Мусоргский
Шрифт:
И уже слившиеся в один хор стрельцы, женщины и дети: «Так, так, „большой“! Правда! правда! Тяжко нам!»…
За выходом Хованского и врываются на сцену Эмма, князь Андрей Хованский, потом — раскольница Марфа. Обычный для опер любовный треугольник усложнен тяжестью исторических событий. Эмма — лютеранка из Немецкой слободы. Ее родители погибли от руки Андрея Хованского в ночь стрелецкого разгула. Теперь Хованский-сын преследует несчастную («полюби меня, красавица»). Марфа, давняя зазноба Андрея, видя его предательство, вступается за перепуганную «лютерку». Князь Андрей в гневе выхватывает нож. Марфа — своим ножом — отражает его удар.
Когда-то молодого еще Мусоргского в «Юдифи» Серова покоробят арфы при выходе героини. Арфы годились для изображения создания хрупкого, нежного,
Иван Хованский, словно распухший от власти, не терпящий чужого своеволия, встает поперек своему сыну, хочет «лютерку» отдать на распыл своим стрельцам. Князь Андрей — с ножом в руке — готов ее отбить или заколоть своею рукой, дабы никому не досталась. Появление вождя раскольников, Досифея, решает всё. Марфа уводит Эмму, Досифей призывает стрельцов на «прю», на тот спор черных рясоносцев и патриарха, который в русской истории свершился спустя более месяца после стрелецкого бунта.

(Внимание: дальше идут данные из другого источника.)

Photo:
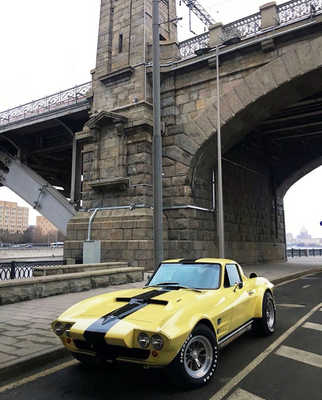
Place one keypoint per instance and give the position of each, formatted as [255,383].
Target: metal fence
[250,26]
[54,102]
[304,252]
[22,269]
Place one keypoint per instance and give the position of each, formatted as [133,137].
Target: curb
[14,368]
[287,278]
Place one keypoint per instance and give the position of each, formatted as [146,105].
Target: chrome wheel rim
[198,356]
[270,314]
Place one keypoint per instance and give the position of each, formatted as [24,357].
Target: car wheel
[196,362]
[88,361]
[266,325]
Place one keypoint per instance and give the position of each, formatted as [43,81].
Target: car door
[240,297]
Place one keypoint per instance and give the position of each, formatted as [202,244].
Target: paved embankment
[26,337]
[33,252]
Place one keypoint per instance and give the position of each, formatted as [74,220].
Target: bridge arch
[253,188]
[294,75]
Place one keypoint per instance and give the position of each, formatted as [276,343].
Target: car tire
[197,360]
[266,325]
[89,361]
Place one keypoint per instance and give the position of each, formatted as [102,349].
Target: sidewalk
[26,337]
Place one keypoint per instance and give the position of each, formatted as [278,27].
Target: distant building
[12,217]
[44,226]
[304,234]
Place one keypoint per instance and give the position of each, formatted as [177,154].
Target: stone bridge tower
[116,142]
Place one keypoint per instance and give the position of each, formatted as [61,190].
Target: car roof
[201,260]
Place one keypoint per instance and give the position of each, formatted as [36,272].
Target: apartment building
[13,218]
[45,226]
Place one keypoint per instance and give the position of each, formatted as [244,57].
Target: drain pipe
[213,191]
[90,222]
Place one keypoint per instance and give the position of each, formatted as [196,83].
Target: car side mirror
[238,285]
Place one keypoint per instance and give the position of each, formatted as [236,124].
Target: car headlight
[157,342]
[59,328]
[143,340]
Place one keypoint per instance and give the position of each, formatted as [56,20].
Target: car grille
[111,352]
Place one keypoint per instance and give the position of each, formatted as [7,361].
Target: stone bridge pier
[267,81]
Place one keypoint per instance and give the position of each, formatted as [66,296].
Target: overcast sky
[48,46]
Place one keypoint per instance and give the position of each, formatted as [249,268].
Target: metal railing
[188,47]
[251,25]
[54,102]
[244,28]
[297,9]
[304,252]
[22,269]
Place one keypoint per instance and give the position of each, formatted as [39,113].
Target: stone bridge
[271,95]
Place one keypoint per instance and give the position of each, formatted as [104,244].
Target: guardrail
[245,28]
[304,252]
[66,98]
[22,269]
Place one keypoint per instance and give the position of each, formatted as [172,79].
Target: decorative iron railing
[298,9]
[304,252]
[244,27]
[66,98]
[190,46]
[250,26]
[22,269]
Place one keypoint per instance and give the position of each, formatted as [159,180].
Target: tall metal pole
[157,143]
[220,207]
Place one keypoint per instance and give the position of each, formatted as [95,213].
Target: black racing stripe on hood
[95,333]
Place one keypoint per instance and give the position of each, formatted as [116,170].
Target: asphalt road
[287,365]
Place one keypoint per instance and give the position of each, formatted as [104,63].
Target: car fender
[179,341]
[263,285]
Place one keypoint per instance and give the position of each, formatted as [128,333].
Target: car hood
[148,307]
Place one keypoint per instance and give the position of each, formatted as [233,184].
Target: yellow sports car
[187,311]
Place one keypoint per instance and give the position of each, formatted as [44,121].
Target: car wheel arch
[207,323]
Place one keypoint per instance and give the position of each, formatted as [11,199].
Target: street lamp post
[220,207]
[156,142]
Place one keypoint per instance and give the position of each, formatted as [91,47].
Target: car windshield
[194,275]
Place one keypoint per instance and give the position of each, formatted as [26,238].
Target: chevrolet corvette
[182,317]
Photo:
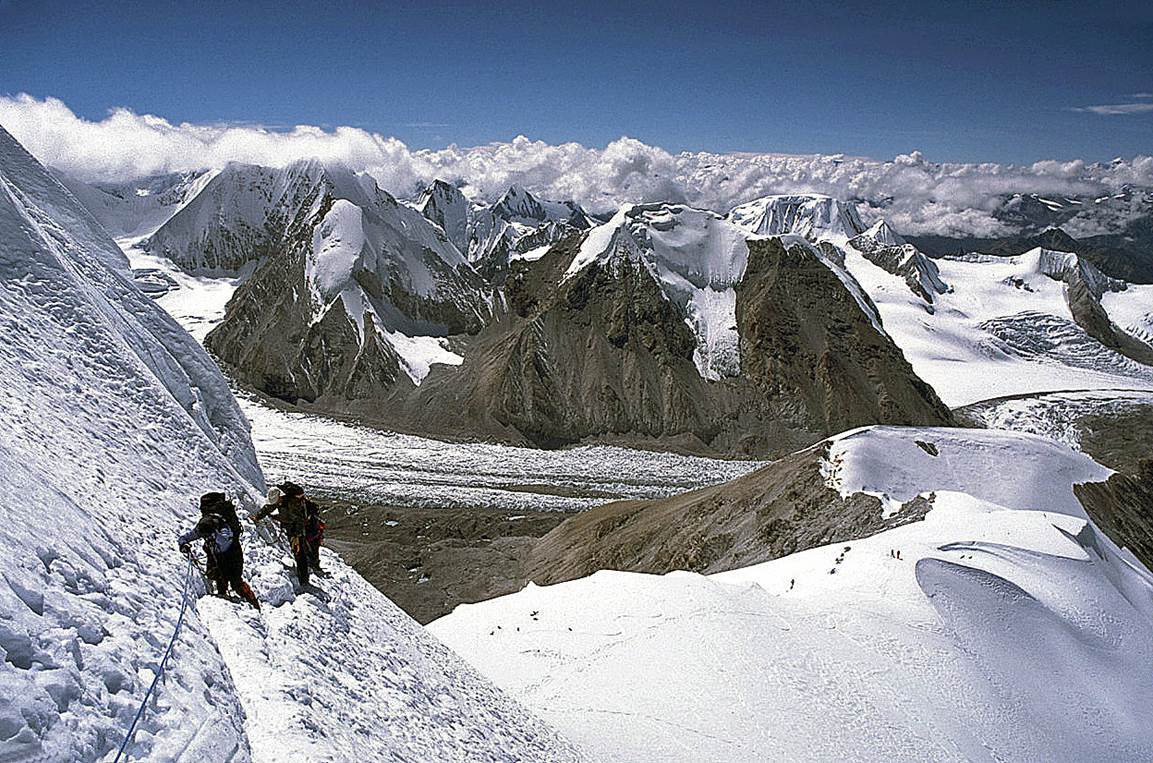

В начале действия в тексте либретто было ощутимо присутствие старорусской речи. Любовная тема привела с собой еще один речевой пласт — народной поэзии. Герои говорят фразами, словно пришедшими из песенной лирики, — и у Марфы («Зорким стражем о тебе я стану; притуплю я когти злова сокола»), и — всего более — у Андрея Хованского («Нет, нет, голубке не уйти от сокола хищного!.. Как хороша ты, пташка, во гневе!»).
И в самой опере нарастает «песенность». Она ощутима и во вступлении, в «Рассвете». С пьяной песни начинается действие. Песня то и дело врывается в музыкальную драму, будь то пришлые люди, стрельцы или женщины. Песенное начало пронизывает и речитативы. Мусоргский поставил совсем иную задачу, нежели в «Борисе». И «Хованщина» рождалась по особым, лишь ей присущим законам.
Стасов к этому времени уже был в Париже, на Географическом конгрессе. Для завершения действия Мусоргский нашел себе другого собеседника, недавнего знакомого Платона Васильевича Павлова, в котором историк счастливо сочетался с искусствоведом. Его отзывом и отчитается перед «Бахом»: «Тут ничего не прибавишь, не убавишь; так оно и есть».
В городе летом разливалась по телу усталость. Спасаться от душного Петербурга можно было в Парголове, у Дмитрия Стасова. В одну из встреч, когда «Бах» был еще в России, вздумали читать вслух Гоголя. Дмитрий Васильевич, потом Владимир Васильевич, наконец, Модест Петрович. Читали подряд — «Майскую ночь», «Коляску», «Нос», «Мертвые души». И — заливались хохотом. Бывал Мусоргский и в Новой деревне у Петровых. «Дедушка» Осип Афанасьевич, прослушав то, что Мусинька «навалял», был так воодушевлен, что даже замыслил: не поставить ли как-нибудь — в бенефис или иначе — уже и первый, написанный акт «Хованщины»?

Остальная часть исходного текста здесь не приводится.